Guitarist community website

Ultimate Guitar (Ultimate Guitar USA LLC), also known as Ultimate-Guitar.com or simply UG, is an online platform for guitarists and musicians, started on October 9, 1998, by Eugeny Naidenov and based in San Francisco, US. Its website and mobile application provide free and paid user-submitted guitar tablatures and chord sheets, as well as video courses, reviews of music and equipment, interviews with musicians and forums. It is now part of Muse Group.

==Features==
Users of Ultimate Guitar are able to view, request, vote and comment on tablatures in the site's forum. Guitar Pro and Power Tab files can be run through programs in order to play the tablature. Members can also submit album, multimedia and gear reviews, as well as guitar lessons and news articles. Approved works are published on the website. The forum is moderated, but there has been no censorship of curse and swear words since September 1, 2015.
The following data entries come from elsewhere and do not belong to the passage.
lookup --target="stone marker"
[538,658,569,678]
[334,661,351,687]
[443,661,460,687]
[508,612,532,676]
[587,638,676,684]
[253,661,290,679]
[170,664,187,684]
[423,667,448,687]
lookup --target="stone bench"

From 2007 to 2014, Ultimate Guitar allowed its users to create profiles, enabling social networking in a way similar to sites such as MySpace and Facebook. Profiles allowed users to promote their musical projects, photos of gear, snippets of original music, and more. The feature was disabled due to lack of use, as well as legal liability due to copyright violations.

==Relationships with music publishers and songwriters==
In late 2004 to early 2005, after Taborama and MXtabs.net closed due to legal threats from the Music Publishers Association of America, UG saw a surge of new users flock to the community. UG argued that it was not subject to the MPA legal actions because its headquarters were in Russia and the site's practices complied with Russian laws. Since then, UG has signed license agreements with thousands of publishers, including Sony, EMI, Peermusic, Alfred, Hal Leonard, Faber and Music Sales, through which the songwriters receive compensation for the display of the tabs.

On April 10, 2010, Ultimate Guitar entered an additional licensing agreement with Harry Fox Agency. The agreement included rights for lyrics display, title search and tablature display with download and print capabilities. Harry Fox's over 44,000 represented publishers have the opportunity to opt in to the licensing arrangement with UG.